Thursday, March 02, 2006

Advocacy Journalism

Here is a superb example of advocacy journalism from page 1 of today’s Boston Globe:

"The resignations [of 7 Catholic Charities board members] are the latest development in a high-profile collision between leaders of the state's largest religious group and a population that increasingly embraces gay rights."

I certainly don’t mean to blog incessantly about gay rights issues. But the Globe’s position of advocacy rather than journalism clearly shows in the above sentence.

No evidence is presented that the population of Massachusetts “increasingly embraces gay rights”, whatever that might mean in this context. Does “embracing gay rights” require willingness to force church organizations to conform to a state policy with respect to adoptions that contradicts their own doctrine? Note that the Globe’s recent spate of religious sensitivity apparently extends more to Islam than to Catholic practices or teaching. Later the article notes:

The bishops have previously raised the possibility of seeking passage of legislation that would grant them an exemption, but state Representative Eugene L. O'Flaherty, House chairman of the joint committee on the judiciary, has said ''there would not be an appetite to entertain that" on Beacon Hill.

No appetite? Why not? Didn’t the Boston Globe just say that the population of Massachusetts increasingly embraces gay rights? If so, why then wouldn’t the Massachusetts House clamor for a chance to tell the church that, yes, the state will require that Catholic Charities provide adoption services to same-sex couples? Or for that matter, if our population increasingly embraces gay rights, then why did the Supreme Judicial Court mandate gay marriage rather than the people’s elected representatives?

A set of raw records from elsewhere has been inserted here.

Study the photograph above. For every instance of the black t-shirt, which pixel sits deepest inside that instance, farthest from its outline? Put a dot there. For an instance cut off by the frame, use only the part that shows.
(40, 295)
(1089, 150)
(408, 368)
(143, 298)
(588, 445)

Or (just perhaps) is public support for gay rights considerably more nuanced than the black-and-white picture painted here by the Boston Globe?

Wednesday, March 01, 2006

No Excuse Suffices

Boston Logan Airport
Cab Stand outside Baggage Claim Area
“The New Terminal A”
10:30 PM
Tuesday February 28, 2006


Number of Cabs Available: 0

After just a few minutes a few cabs came by. But these cabs had to wait in the cash line to pay their tunnel tolls (no Fast Lane transducers) and the cabs would not accept credit cards.

I use Boston cabs very infrequently, but this has happened to me before.

What other major US city would greet visitors this way?

First Class City? In some ways Boston is not even a First World city.